Die Hauptbevölkerung Lyons hat also Charakter, hat eine gewisse Härte; – ein bezeichnender Umstand: unter den etwa 50 bedeutenden Männern, welche die Stadt hervorgebracht hat, ist nicht ein Musiker, nicht ein Dichter; man findet unter den scharfgeschnittenen, sehr ausdrucksvollen Köpfen einen Philosophen und einige Prosa-Schriftsteller, die übrigen und bei weitem die grössten, darunter Ampère, sind Architekten, Maler, Gelehrte, Chemiker, Naturhistoriker, Aerzte, kurz solche, die beobachtet haben, den Erscheinungen zu Leibe gegangen sind, Thatsachen zerlegt, Gesetze gesucht oder Steine nach erkannten Gesetzen zusammengefügt haben. – Lyon hat auch seine bedeutenden Frauen, deren Büsten zwischen denen der Männer stehen; die schöne und geistvolle Madame Recamier stammt aus Lyon, und die Dichtkunst der Stadt wird ausschliesslich von zwei Frauen vertreten, eine, genannt la belle Cordière, aus dem 16ten Jahrhundert, die andere, eine halbe Deutsche, ein stiller, feiner Kopf, wird noch heute gelesen. Angesichts dieser Thatsache kann man sich fragen: Haben die Frauen Lyons ausschliesslich poetische Begabung gehabt oder haben sich andere Gaben nicht Bahn brechen können, da sie alle eine Schulung voraussetzen, welche Frauen nie als selbstverständlich geboten worden ist?

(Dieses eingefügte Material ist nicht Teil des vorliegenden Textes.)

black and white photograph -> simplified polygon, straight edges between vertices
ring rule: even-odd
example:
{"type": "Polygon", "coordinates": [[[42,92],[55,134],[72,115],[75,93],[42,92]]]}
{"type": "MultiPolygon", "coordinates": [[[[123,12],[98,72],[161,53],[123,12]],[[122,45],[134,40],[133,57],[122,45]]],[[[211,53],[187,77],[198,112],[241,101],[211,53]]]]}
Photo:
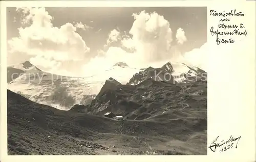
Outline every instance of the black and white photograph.
{"type": "Polygon", "coordinates": [[[6,10],[8,155],[207,155],[206,7],[6,10]]]}

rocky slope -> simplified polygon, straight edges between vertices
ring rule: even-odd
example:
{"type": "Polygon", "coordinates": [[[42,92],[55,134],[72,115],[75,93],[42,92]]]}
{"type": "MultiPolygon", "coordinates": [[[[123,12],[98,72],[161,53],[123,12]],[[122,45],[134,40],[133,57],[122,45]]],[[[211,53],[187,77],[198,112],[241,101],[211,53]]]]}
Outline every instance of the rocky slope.
{"type": "Polygon", "coordinates": [[[150,78],[131,85],[111,78],[89,105],[76,105],[72,110],[100,115],[111,112],[133,120],[205,119],[207,81],[175,84],[150,78]]]}
{"type": "MultiPolygon", "coordinates": [[[[156,84],[159,87],[166,83],[156,84]]],[[[170,93],[180,90],[176,86],[172,88],[170,93]]],[[[159,97],[156,95],[155,99],[159,97]]],[[[7,90],[8,155],[207,154],[205,107],[123,121],[73,110],[38,104],[7,90]]]]}

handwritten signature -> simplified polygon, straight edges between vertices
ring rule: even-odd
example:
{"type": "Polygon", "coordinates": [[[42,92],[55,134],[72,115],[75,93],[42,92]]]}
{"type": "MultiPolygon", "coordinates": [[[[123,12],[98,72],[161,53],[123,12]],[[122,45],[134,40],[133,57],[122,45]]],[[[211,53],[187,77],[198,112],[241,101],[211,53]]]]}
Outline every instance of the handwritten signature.
{"type": "Polygon", "coordinates": [[[219,136],[212,141],[210,144],[209,148],[211,151],[215,152],[218,148],[220,149],[220,152],[222,152],[233,147],[234,143],[236,142],[236,148],[237,148],[238,142],[241,138],[241,136],[235,138],[232,135],[230,135],[229,139],[226,141],[222,140],[221,142],[218,142],[219,136]]]}

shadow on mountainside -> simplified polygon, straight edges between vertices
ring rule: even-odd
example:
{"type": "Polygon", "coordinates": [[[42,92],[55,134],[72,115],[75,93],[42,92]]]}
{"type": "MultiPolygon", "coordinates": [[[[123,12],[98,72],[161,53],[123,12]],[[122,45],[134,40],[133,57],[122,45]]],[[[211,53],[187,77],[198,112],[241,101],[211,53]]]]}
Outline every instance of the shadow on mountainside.
{"type": "MultiPolygon", "coordinates": [[[[7,99],[8,155],[207,154],[205,108],[119,121],[58,110],[9,90],[7,99]]],[[[119,104],[134,104],[125,102],[119,104]]]]}

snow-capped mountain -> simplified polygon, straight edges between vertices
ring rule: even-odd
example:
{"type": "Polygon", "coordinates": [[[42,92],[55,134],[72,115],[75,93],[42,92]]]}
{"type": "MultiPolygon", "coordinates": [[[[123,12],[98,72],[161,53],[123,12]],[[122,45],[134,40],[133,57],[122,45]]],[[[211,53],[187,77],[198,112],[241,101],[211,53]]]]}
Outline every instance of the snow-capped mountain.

Auffallend ist der römische Typus, der uns in vielen der Büsten entgegentritt. Auf den Strassen bemerkt man gleichfalls viel scharfe Profile, mehr dunkles als blondes Haar, im Ganzen einen etwas schweren Menschenschlag. Viel dunkle Stoffe werden getragen, und wenn man sich erlauben darf, flüchtige Eindrücke zu verallgemeinern, so dürften unter den Frauen mittelgrosse Gestalten, von ruhigen Manieren, mit welligem, schwarzen Haar und schwarzen, ernsten Augen typisch sein. Die Gesichter haben meist einen beschäftigten Ausdruck, und sicherlich, der Ernst der ganzen Stadt erklärt sich nicht nur aus ihrer strammen Arbeit. Man faullenzt weder in Paris, noch in London, noch in Berlin, noch in Leipzig; all diese Städte haben aber ihre Stunden ausgelassener Heiterkeit, wirklichen Sichgehenlassens. Auch in Lyon sieht der Abend die Bevölkerung, und zwar die anständige, auf der Strasse, wo man sich ergeht, ein Konzert hört, einen Schoppen Bier trinkt, aber alles sehr ernsthaft, sehr solide: die Leute scheinen in ihrer tiefsten Seele noch etwas anderes zu haben, was sie dauernd beschäftigt, ihnen zu denken giebt.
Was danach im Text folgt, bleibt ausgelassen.